It’s official: An Open Data company has won an award that gives it bragging rights as the hottest startup of the moment. Last month, Enigma.io was chosen out of thirty companies for the top award at TechCrunch Disrupt NY. It’s not only great news for this New York-based company, but a sign of the growing importance of Open Data. You can see the team’s award-winning presentation here:
Enigma.io was named in honor of the codebreaking machine developed by computer pioneer Alan Turing during World War II, and also because the founders believed that too much public data was more enigmatic than it should be. Enigma.io would demystify it. “The idea,” says CEO Jeremy Bronfman, “was to create something like the Internet for public data that really made it easily accessible and digestible.” The vision has proved compelling. When I met with Bronfman in Manhattan three weeks after their victory, he had been fielding calls from a number of companies that wanted to work with Enigma.io, as well as several government agencies that thought the startup could help them get their data into shape.

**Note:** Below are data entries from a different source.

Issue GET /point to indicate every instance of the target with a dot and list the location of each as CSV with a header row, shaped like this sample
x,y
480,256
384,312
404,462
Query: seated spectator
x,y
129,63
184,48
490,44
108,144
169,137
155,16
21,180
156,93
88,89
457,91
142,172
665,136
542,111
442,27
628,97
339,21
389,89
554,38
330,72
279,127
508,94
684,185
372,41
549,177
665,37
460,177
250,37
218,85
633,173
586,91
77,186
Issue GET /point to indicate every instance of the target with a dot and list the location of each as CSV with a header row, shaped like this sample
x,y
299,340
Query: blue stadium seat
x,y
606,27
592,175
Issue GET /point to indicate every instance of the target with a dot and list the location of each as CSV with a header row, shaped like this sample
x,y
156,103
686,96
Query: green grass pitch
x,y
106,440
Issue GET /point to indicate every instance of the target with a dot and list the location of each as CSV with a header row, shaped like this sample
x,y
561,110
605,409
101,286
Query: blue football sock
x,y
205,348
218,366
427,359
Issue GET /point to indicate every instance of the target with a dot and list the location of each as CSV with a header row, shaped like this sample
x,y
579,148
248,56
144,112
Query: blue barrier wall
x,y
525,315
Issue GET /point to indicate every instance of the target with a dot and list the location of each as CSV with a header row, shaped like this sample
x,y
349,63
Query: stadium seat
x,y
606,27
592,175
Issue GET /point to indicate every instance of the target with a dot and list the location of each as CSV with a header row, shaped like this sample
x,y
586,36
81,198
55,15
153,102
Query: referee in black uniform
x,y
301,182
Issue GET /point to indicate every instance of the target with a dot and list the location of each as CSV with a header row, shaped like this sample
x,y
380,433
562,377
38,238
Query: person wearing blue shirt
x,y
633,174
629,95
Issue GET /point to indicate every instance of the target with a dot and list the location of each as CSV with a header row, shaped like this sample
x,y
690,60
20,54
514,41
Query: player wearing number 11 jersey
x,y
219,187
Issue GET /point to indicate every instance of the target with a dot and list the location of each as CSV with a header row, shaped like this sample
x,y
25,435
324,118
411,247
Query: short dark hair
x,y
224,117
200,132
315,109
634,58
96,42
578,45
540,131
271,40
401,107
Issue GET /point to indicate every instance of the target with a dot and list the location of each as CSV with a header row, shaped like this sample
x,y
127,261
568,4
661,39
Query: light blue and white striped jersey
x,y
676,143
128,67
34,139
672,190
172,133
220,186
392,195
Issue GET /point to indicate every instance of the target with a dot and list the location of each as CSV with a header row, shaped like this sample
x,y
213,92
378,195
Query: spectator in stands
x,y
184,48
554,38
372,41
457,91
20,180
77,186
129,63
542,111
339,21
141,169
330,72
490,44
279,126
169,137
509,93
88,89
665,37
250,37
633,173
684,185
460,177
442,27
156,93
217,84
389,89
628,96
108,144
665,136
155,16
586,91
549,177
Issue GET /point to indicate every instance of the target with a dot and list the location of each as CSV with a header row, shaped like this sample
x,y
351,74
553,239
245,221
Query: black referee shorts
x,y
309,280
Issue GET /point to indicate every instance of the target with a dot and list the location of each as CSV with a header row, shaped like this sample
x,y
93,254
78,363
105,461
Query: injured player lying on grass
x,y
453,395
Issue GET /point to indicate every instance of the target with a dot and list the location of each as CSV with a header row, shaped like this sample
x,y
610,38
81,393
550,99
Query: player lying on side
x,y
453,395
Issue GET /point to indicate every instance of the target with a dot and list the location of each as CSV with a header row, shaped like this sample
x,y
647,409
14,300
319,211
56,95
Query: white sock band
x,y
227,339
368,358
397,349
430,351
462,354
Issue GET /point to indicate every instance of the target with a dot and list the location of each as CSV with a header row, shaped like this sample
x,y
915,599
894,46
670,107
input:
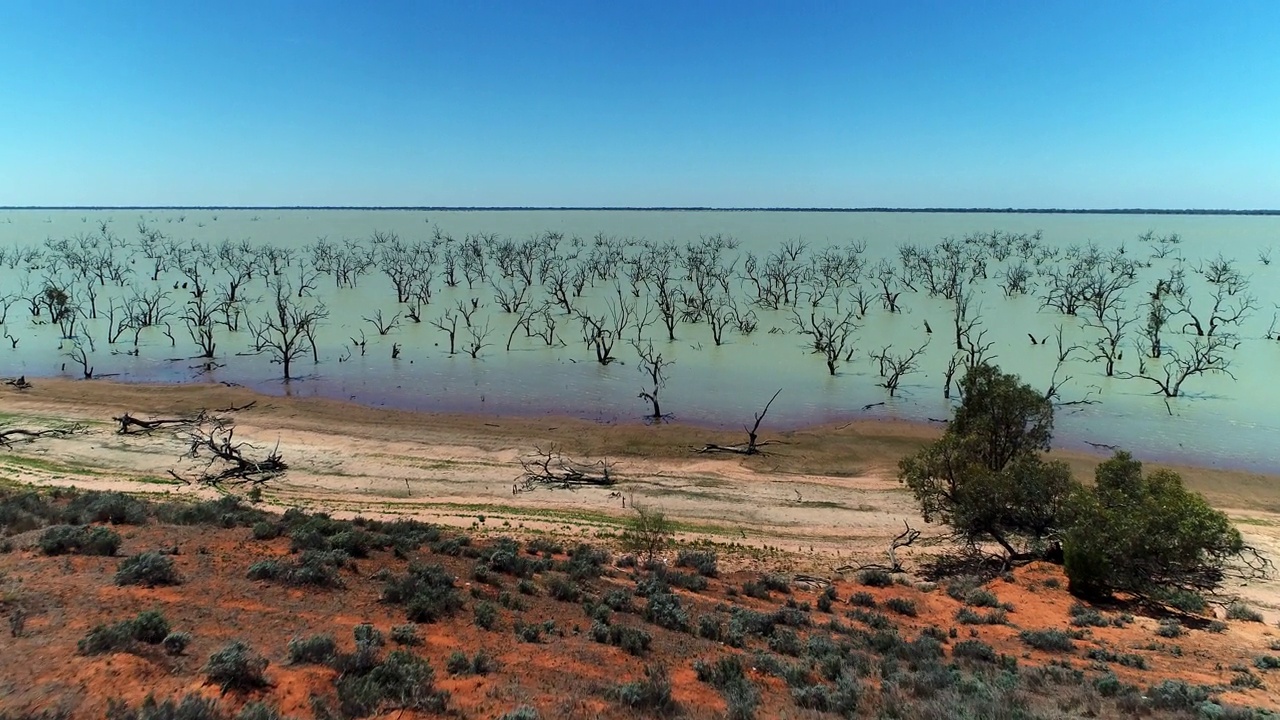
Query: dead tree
x,y
9,436
286,331
1200,355
830,336
653,367
753,443
382,324
894,368
447,322
1106,347
220,460
549,468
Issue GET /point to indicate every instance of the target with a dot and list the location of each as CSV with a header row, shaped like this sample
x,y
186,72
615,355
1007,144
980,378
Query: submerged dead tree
x,y
753,443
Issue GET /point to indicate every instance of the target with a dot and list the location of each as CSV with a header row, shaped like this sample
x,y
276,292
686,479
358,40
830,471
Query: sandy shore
x,y
822,496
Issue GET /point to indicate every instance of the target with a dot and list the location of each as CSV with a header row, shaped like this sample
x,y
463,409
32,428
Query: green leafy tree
x,y
1146,534
987,477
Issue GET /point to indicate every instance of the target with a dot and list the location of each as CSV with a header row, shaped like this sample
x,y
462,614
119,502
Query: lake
x,y
1215,419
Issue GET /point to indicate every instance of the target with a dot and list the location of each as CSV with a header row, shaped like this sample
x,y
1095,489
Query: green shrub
x,y
974,650
236,668
1142,533
176,643
969,616
703,561
650,695
1240,611
1086,616
1267,662
1048,641
401,682
485,615
147,569
314,650
426,591
981,597
149,627
563,589
113,507
1170,628
190,707
406,634
1176,695
903,606
664,611
81,540
632,641
876,578
862,600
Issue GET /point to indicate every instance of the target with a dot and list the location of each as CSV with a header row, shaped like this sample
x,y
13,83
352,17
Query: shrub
x,y
176,643
1267,662
785,642
903,606
1240,611
664,611
974,650
1086,616
563,589
426,591
969,616
113,507
862,600
190,707
648,532
81,540
703,561
406,634
876,578
1176,695
149,569
981,597
149,627
1143,533
314,650
1170,628
632,641
618,601
485,615
401,682
237,668
1048,641
652,693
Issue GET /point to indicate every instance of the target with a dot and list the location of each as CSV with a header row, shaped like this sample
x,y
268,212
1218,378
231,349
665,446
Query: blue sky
x,y
1084,104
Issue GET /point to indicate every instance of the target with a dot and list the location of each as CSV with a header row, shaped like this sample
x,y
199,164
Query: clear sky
x,y
1072,104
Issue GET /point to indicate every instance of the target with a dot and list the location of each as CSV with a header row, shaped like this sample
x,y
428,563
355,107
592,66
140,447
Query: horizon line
x,y
673,208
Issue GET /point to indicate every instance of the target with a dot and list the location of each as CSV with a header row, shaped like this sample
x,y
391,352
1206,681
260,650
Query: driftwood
x,y
551,468
753,445
8,436
225,461
903,540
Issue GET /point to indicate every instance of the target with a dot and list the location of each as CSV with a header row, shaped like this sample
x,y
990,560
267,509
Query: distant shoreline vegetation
x,y
666,209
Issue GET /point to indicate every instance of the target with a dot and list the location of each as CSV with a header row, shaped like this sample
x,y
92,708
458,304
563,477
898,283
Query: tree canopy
x,y
987,477
1146,534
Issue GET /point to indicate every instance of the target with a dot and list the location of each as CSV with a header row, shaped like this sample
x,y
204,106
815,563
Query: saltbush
x,y
147,569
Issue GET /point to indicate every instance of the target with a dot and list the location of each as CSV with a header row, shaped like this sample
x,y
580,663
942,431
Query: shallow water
x,y
1219,422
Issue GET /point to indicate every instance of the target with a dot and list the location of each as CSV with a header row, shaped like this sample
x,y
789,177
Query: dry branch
x,y
551,468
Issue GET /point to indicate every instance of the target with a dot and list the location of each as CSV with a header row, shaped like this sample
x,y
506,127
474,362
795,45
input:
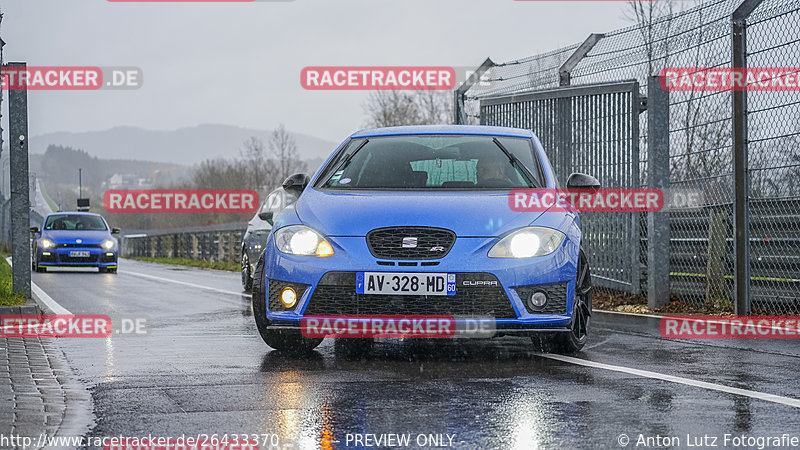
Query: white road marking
x,y
184,283
46,299
788,401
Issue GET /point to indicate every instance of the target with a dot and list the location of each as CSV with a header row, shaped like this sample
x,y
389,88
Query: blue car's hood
x,y
355,214
69,236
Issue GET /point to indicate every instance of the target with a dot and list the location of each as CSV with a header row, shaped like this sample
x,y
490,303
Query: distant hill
x,y
184,146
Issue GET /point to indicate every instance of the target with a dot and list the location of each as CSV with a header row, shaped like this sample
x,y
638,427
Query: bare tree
x,y
283,150
261,170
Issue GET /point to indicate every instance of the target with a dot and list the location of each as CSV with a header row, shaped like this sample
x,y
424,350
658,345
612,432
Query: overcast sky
x,y
239,63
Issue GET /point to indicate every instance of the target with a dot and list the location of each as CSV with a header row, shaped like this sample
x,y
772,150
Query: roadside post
x,y
20,200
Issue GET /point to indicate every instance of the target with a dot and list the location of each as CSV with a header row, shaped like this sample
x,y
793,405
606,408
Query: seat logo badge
x,y
409,242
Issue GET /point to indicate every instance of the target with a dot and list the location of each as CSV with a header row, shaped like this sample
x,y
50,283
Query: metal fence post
x,y
658,233
740,160
20,200
564,72
459,116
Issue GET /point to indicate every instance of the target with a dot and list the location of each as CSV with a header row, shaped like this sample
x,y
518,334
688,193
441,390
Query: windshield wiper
x,y
347,158
515,161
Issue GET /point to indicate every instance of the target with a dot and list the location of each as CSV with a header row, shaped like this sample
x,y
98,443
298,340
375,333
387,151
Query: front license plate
x,y
389,283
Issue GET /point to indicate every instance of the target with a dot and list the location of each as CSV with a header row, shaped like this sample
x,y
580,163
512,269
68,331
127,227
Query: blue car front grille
x,y
275,289
410,242
336,295
556,298
77,259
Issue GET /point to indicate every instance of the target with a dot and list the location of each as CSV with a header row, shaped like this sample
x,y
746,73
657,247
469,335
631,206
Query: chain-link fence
x,y
701,153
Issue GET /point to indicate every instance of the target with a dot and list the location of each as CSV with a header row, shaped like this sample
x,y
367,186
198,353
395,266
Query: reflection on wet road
x,y
204,370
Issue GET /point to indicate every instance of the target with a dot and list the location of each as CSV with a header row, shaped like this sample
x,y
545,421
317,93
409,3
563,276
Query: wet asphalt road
x,y
202,369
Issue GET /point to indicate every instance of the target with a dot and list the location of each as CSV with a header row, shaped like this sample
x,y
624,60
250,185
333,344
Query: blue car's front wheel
x,y
573,340
285,341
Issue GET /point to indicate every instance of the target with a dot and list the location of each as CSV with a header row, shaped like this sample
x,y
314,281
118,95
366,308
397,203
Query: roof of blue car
x,y
74,213
444,129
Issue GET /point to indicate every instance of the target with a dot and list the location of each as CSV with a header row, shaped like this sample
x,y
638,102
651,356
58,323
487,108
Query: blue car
x,y
74,239
423,203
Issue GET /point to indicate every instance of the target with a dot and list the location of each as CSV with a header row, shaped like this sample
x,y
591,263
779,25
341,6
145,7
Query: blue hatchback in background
x,y
417,203
74,239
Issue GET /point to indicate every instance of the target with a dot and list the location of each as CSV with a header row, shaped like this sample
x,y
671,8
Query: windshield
x,y
75,222
434,162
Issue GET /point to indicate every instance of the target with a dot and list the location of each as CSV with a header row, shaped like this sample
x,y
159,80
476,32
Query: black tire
x,y
353,349
286,341
247,277
574,340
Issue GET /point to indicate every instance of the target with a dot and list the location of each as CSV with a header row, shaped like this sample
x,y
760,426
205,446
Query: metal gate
x,y
592,129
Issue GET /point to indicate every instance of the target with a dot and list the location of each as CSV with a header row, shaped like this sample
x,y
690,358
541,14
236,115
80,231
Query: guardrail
x,y
210,243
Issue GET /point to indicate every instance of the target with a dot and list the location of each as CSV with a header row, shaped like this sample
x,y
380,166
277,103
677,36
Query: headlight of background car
x,y
528,242
302,240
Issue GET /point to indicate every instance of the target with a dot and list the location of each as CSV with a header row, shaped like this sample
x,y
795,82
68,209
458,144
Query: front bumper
x,y
60,257
326,286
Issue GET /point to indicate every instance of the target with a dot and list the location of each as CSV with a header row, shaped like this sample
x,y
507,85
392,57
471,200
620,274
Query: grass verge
x,y
218,265
7,295
609,300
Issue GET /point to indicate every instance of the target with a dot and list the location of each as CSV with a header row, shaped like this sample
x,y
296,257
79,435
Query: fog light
x,y
288,297
538,299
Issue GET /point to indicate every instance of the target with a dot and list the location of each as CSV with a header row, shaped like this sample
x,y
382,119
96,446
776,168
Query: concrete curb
x,y
627,322
30,307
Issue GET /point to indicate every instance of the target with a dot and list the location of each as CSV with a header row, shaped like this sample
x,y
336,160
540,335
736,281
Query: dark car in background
x,y
74,239
255,238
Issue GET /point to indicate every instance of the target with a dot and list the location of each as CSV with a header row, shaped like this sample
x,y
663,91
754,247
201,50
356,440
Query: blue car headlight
x,y
528,242
302,240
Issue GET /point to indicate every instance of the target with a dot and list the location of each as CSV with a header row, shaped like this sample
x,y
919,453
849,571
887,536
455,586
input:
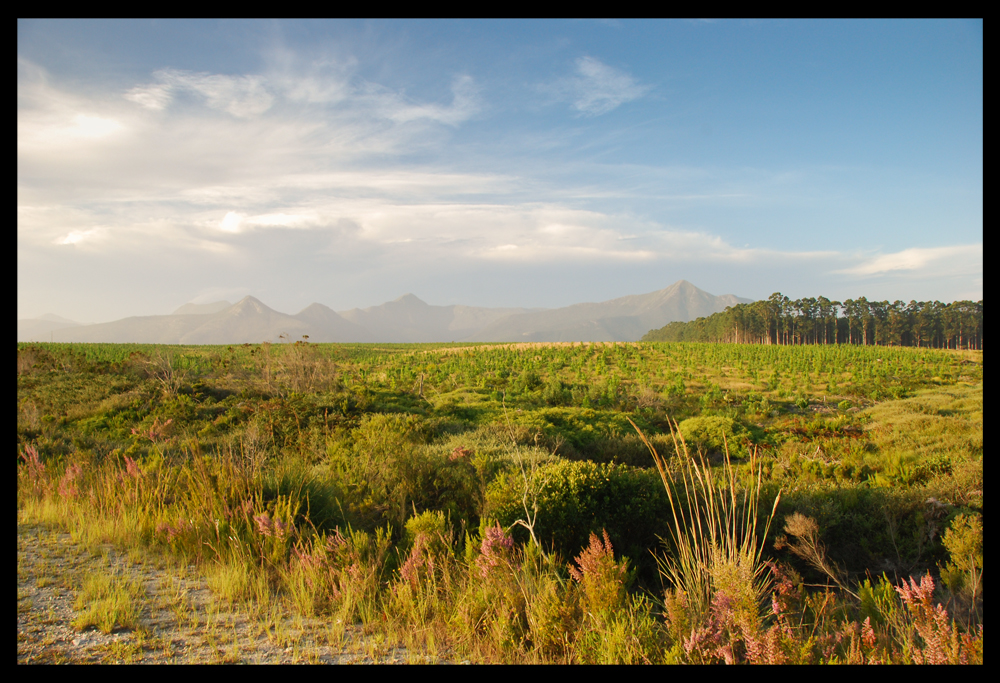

The company’s strategy, Bronfman explained to me, was to take valuable public data, beginning with data that was “relevant to corporations or economic activity,” and make it much more usable. Two challenges here. The first was accessibility – the problem you have when you know what you’re looking for but you can’t get to it in a usable form. The second was what’s being called data discovery – the ability to search about a topic you’re interested in and discover data that you didn’t know you needed.
“Let’s say you’re an analyst who’s following McDonald’s,” Bronfman says. Every time a new McDonald’s opens, it has to file for an FCC license to operate the drive-through window. That means you can track new franchises by looking at FCC license data. However, you might very well not know that.
FCC data can help track McDonald’s growth.
“We’ve all been trained by Google, at least in my generation,” says Bronfman. “So the approach you take is, ‘I want to learn everything about McDonald’s,’ not, ‘I want to look for FCC licenses.’” It’s Enigma’s job to connect you to the data you need, and to help you discover that the FCC has data that’s relevant to the fast-food business. “We want people to be able to interact with data just by searching based on the topic they’re interested in rather than having to figure out where that information lives,” says Bronfman.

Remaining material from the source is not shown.